Swing – Show – Tap dance
Mitreißende Arrangements bis Hollywood
Zur Swing-Show AHOI mit David Hermlin und dem Swing Dance Orchestra im Varieté Wintergarten
Welch ein Glück! Welch eine Professionalität und Begabung strahlt da gerade en suite von mittwochs bis sonntags von der Bühne des Varieté Wintergarten! Das kann man hören und sehen. Man muss es! Der gerade einmal 25jährige David Hermlin bringt das Swing Dance Orchestra – na wat denn – zum S_w_i_n_g_e_n. Er singt, steppt, moderiert, arbeitet an den Drums so ausgelassen und versiert, dass es zur eigenen, akrobatischen Shownummer auf einem fahrenden und drehenden Podest wird. Einen Grammophontrichter verwandelt dieser junge Mann in ein staunenswertes Blasinstrument. David Hermlin leitet als Kreuzfahrtkapitän das Orchester ebenso wie er durch eine Reihe von Destinations bis nach Hollywood führt.
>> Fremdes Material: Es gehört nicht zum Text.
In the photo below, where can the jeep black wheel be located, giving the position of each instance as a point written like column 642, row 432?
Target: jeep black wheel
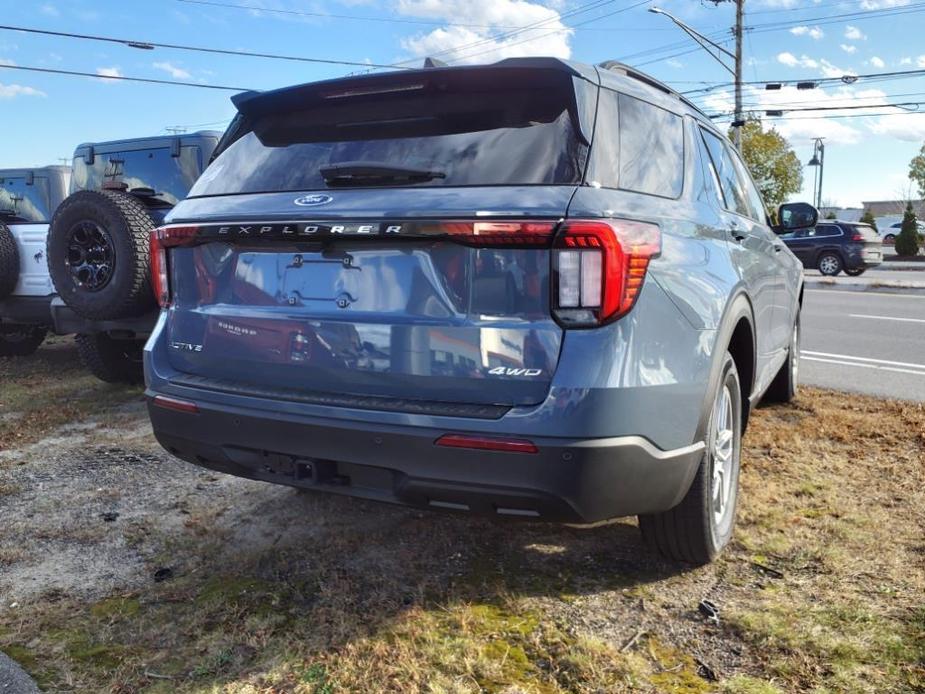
column 696, row 530
column 20, row 340
column 830, row 264
column 98, row 254
column 111, row 360
column 9, row 262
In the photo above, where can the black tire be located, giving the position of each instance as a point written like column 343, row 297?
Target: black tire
column 785, row 384
column 830, row 263
column 20, row 340
column 9, row 262
column 98, row 248
column 111, row 360
column 691, row 531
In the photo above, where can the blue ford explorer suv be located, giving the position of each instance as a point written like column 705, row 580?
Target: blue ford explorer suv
column 534, row 289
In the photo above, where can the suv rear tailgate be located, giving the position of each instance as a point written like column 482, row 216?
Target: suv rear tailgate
column 354, row 309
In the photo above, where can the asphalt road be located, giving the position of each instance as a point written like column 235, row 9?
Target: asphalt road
column 865, row 342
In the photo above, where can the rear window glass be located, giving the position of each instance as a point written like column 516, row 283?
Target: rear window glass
column 496, row 134
column 169, row 176
column 23, row 202
column 651, row 148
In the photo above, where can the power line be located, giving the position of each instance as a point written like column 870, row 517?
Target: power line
column 587, row 7
column 149, row 45
column 123, row 78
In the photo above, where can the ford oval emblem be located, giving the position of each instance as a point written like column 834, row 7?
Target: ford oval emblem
column 313, row 200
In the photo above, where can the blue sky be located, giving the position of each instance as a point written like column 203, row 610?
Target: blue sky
column 43, row 117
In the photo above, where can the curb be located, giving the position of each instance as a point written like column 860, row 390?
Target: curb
column 13, row 679
column 881, row 286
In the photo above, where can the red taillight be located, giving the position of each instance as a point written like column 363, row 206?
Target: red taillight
column 599, row 268
column 163, row 238
column 487, row 443
column 175, row 404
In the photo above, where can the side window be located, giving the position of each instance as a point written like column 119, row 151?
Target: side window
column 711, row 185
column 752, row 196
column 651, row 148
column 728, row 178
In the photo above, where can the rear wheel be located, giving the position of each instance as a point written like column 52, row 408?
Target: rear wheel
column 111, row 360
column 98, row 255
column 784, row 386
column 20, row 340
column 697, row 529
column 830, row 264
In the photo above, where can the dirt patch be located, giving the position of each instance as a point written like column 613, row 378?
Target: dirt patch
column 123, row 569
Der Swing als Musikrichtung ist in AHOI eine Einladung zum geselligen Tanzen, während die Bandinstrumente als Klangkörper zugleich immer wieder in artistische Soli ausbrechen. Da ist die Trommelshow ganz beim Swing. Überhaupt werden hier nicht nur bekannte Swingsongs und -nummern reproduziert, vielmehr werden sie als Arrangements von David Hermlin original montiert. Die 13 internationalen Musiker, unter ihnen der Vater, Andrej Hermlin, mit ihren swing-typischen Posaunen, Saxofonen und Trompeten sitzen auf einer Showtreppe und machen Musik. Dazu und dazwischen rahmen sie die Nummern und Shortstories der Akrobaten. Mit AHOI wird Swing zu einem Sehnsuchtsamerika, wie es in den USA nie wieder sein wird. AHOI in der Regie von Rodigue Funke macht Berlin zur Swing-Hauptstadt.

Swing war und ist nicht nur Unterhaltung, vielmehr ging es beim Swing immer auch um Politik und ein Statement zum Zusammenleben von Menschen unterschiedlicher Herkunft. Duke Ellington, Count Basie, Jimmie Lunceford, Cab Calloway, Earl Hines, Lionel Hampton waren farbige Musiker des Jazz, die zusammen mit Jimmy Dorsey, Bunny Berigan, Glenn Miller und Arti Shaw den Bigband-Swing prägten. Das war in den 30er Jahren in den USA revolutionär. Jazz wurde durch Swing zum Mainstream. Die Bandleader zu Stars. Im Kontext der Swing-Rezeption in Deutschland wird die inklusive Kraft des Swing geflissentlich übersehen. In einer Gegenwart, in der Narrative von Rasse, Herkunft und Heimat auf der Bühne der Politik wiederkehren, wird der swingend dahingeworfene Gruß AHOI zum Statement.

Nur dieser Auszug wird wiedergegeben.